North Mill Equipment Finance LLC announced Q3 loan and lease originations reached an all-time quarterly high of $129.1 million as September drew to a close. Reporting a steady upsurge in volume since January, North Mill continued the trend as it surpassed high-water marks attained earlier this year with new records being set for both quarterly and monthly volume.
Contributing to the company’s meteoric growth rate is the recent joint acquisition of 100 percent of the stock of parent company Aztec Financial, LLC. An equipment finance company offering specialty contractors access to competitively priced leases and loans, Aztec was purchased by North Mill in conjunction with TF Group, Inc. (Taycor), a technology-driven finance provider in El Segundo, CA. Aztec was previously owned by Aramsco, the largest supplier of equipment, chemicals and consumables to specialty contractors across the U.S. and Canada. Traditionally funded quarterly volume through North Mill’s referral network exceeded $77.0 million, in and of itself, another quarterly record for the organization.

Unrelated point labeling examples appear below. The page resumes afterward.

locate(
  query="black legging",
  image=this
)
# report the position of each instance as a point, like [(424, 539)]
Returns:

The number of transactions submitted by North Mill’s referral partners during Q3 of 2021 increased by almost 19 percent compared to the third quarter of 2020, while the number of funded deals rose by 38 percent. Average deal size grew by over 8 percent to $85,985 while the number of larger-sized deals in excess of $150,000 also increased, motivating factors behind the company’s strategic enhancement to the Application Only and Application Plus financing arrangements.
The last month of the third quarter in and of itself represents a zenith never reached in the company’s 60-year history. September originations surpassed $29.8 million, an increase of $4.8 million from August and a 16 percent increase from June, the previous record-setting month for North Mill originations. Key performance indicators for September were on overdrive as the number of submitted applications, the company’s approval percentage and average deal size all trended upward. Moreover, 62 percent of volume generated for the month was from customers with FICO scores of 700 and above.
“This has been an exceptional year,” said David C. Lee, Chairman and CEO, North Mill. “In addition to introducing a new category of equipment through the acquisition of Aztec, we recently purchased a $50.3 million portfolio of seasoned truck and trailer leases to help diversify our portfolio even further. Moreover, we continue to develop programs in support of our referral partners including the lowering of our buy rates earlier this summer, increasing our Application Only program from $150,000 to $250,000, and entering a market never served by North Mill -- the mid-ticket financing space. Our brokers can now obtain funding for their customers up to $1 million, allowing them to expand their own financing footprint as they serve a new segment of the market.” North Mill will continue to develop other programs in support of the broker channel including discounting arrangements and vendor-based programs with key referral sources.